Carmyne Paschall Payton, a sophomore in high school, collapsed while running laps.
Payton's mother, Tiffany Wofford, tells KABC's sister station, WABC-TV, she received a phone call and raced to the school, and she was watching as responders tried to resuscitate her son.
"He never woke up," she said through tears. "He never woke up."
Wofford, still in absolute shock over what happened to her son, said the basketball team was something that had become a recent passion for him.
"And he's like, 'Mom, I made the cut! I'm so excited,'" she said.

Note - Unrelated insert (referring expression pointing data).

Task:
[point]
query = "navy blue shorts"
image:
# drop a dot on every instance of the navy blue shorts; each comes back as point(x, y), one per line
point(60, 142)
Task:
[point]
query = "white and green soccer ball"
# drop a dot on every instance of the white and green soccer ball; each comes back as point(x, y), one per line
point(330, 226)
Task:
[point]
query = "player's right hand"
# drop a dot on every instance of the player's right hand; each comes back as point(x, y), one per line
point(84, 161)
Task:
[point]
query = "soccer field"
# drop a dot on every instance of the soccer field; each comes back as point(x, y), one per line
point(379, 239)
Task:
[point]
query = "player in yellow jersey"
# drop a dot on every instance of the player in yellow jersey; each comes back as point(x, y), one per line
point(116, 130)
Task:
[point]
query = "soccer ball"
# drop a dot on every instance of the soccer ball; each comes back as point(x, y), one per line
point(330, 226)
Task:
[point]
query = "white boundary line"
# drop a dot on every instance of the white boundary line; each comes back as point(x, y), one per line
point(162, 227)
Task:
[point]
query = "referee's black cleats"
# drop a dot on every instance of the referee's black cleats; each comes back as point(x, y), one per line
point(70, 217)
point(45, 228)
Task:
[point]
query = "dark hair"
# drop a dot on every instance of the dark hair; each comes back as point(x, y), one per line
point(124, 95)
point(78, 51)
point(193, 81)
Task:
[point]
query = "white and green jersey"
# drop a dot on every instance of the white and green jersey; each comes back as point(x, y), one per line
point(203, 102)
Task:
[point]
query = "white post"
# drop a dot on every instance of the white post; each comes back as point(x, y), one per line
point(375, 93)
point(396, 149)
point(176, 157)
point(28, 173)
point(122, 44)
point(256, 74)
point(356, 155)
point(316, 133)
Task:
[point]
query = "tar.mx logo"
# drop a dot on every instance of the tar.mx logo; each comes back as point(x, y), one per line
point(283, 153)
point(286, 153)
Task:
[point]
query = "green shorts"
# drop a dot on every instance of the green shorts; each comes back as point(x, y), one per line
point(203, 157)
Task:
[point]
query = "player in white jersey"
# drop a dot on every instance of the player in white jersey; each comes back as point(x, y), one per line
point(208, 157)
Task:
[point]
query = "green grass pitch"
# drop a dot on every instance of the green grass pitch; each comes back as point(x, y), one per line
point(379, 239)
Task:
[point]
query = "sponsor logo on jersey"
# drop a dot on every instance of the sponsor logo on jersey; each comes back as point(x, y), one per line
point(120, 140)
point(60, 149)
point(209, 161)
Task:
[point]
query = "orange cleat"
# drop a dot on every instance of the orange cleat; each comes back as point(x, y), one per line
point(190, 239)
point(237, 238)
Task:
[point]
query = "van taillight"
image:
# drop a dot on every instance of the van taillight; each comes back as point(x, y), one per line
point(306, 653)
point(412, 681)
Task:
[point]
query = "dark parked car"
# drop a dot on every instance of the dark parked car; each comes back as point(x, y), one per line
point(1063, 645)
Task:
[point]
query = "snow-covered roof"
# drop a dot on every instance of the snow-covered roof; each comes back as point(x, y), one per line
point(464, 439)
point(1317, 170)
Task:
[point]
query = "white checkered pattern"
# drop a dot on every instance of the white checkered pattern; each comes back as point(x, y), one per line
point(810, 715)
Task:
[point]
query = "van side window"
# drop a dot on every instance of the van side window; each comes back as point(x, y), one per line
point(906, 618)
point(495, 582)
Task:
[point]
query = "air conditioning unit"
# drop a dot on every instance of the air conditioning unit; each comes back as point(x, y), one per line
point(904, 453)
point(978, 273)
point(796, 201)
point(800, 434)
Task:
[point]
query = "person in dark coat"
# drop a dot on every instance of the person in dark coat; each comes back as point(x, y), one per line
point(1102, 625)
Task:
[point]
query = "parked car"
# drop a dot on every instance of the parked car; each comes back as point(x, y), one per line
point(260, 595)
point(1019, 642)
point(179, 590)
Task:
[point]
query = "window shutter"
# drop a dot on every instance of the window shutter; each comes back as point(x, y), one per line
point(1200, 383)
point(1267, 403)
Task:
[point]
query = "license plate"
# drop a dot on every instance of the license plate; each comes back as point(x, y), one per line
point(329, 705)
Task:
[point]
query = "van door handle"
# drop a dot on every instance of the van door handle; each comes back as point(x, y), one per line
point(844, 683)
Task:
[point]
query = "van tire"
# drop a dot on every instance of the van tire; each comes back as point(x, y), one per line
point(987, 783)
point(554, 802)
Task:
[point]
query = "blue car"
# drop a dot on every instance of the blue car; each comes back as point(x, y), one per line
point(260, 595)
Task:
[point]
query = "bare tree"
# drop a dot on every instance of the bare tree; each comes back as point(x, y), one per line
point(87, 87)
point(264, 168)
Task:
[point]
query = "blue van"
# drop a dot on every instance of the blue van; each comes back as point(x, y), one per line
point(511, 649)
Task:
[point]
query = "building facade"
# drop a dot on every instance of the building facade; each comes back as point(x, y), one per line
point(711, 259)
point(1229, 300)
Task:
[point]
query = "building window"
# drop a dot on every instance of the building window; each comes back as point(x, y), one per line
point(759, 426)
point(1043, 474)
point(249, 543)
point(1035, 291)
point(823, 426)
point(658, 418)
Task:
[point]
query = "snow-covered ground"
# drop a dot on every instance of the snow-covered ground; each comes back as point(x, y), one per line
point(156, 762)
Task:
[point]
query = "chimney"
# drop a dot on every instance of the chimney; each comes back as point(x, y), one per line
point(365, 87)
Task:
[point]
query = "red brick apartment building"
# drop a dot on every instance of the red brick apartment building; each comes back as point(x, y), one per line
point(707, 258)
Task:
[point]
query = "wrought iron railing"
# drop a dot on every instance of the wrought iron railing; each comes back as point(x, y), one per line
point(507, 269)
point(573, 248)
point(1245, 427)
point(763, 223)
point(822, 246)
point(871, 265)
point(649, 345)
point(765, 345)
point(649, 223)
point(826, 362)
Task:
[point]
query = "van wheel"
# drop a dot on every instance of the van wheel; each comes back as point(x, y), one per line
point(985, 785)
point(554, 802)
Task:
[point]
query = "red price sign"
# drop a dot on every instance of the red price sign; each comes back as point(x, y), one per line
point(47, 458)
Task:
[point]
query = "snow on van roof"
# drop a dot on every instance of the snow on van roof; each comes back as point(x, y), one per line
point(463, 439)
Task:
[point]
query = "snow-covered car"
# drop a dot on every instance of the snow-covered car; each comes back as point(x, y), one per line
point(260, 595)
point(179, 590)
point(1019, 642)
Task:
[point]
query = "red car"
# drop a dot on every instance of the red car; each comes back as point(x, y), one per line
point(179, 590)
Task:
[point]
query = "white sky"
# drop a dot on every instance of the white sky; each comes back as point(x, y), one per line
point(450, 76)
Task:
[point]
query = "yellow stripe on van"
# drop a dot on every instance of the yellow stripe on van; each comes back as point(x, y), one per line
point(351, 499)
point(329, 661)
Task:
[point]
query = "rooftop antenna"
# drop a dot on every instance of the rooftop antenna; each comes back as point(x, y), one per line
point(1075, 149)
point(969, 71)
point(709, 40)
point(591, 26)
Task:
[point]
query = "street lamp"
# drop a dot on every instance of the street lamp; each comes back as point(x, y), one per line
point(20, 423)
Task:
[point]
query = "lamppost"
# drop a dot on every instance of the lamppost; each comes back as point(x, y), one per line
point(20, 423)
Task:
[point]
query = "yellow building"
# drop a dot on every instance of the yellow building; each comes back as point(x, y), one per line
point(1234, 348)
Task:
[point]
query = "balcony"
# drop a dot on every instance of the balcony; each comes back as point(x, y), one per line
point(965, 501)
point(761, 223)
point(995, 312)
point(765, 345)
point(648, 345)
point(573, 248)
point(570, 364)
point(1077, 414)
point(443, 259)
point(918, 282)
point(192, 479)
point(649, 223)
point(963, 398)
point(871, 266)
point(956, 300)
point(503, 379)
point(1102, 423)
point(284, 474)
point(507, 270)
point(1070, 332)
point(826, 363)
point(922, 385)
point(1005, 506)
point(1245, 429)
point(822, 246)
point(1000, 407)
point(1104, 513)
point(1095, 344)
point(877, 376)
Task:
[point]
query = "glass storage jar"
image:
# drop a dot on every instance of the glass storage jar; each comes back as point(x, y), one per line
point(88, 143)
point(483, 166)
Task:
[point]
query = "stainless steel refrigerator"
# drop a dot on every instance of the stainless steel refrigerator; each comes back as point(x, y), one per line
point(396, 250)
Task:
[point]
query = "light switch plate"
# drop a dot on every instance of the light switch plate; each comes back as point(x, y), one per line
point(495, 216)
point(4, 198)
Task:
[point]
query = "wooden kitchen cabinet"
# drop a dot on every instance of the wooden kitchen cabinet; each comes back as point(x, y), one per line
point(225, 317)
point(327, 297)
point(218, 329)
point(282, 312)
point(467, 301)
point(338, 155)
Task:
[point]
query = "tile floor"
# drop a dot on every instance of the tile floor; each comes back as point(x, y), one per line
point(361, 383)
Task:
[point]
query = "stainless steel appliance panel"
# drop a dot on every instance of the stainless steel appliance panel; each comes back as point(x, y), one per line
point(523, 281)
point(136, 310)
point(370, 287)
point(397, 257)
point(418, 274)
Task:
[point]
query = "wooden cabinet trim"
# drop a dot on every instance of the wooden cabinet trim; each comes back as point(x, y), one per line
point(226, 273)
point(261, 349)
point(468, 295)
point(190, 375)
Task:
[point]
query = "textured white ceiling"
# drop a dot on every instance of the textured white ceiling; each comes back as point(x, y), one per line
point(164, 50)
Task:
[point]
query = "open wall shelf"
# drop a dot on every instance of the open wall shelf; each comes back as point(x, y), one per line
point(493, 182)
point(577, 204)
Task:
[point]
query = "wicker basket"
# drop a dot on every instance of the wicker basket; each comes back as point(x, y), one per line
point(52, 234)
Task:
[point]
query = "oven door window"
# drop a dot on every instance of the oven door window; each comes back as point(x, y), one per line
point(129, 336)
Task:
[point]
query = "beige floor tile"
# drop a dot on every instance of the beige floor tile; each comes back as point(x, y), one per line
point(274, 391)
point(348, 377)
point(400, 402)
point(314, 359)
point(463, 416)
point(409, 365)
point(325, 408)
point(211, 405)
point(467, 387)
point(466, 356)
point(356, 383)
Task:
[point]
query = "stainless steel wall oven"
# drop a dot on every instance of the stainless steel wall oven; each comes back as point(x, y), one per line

She said she initially figured her son had broken a wrist or something, never suspecting it would be so much worse.
"I wasn't going there expecting to see that," she said. "I just want to know what happened. I just want to know if the autopsy can tell me something."
Doctors say about 90% of issues like this in high school sports can be picked up by simple electrocardiograms - but should a basic cardiac exam be required for high school sports?
As for Carmyne, Wofford says he was cleared in August at a basic physical and in good overall health.
Now, the family is dealing with a loss too much to bear. Carmyne has one older brother and three younger sisters.
"Anything I asked, he was like, 'OK mom, OK mom, OK mom,'" Wofford said. "I don't know. I don't know what I'm going to do without him."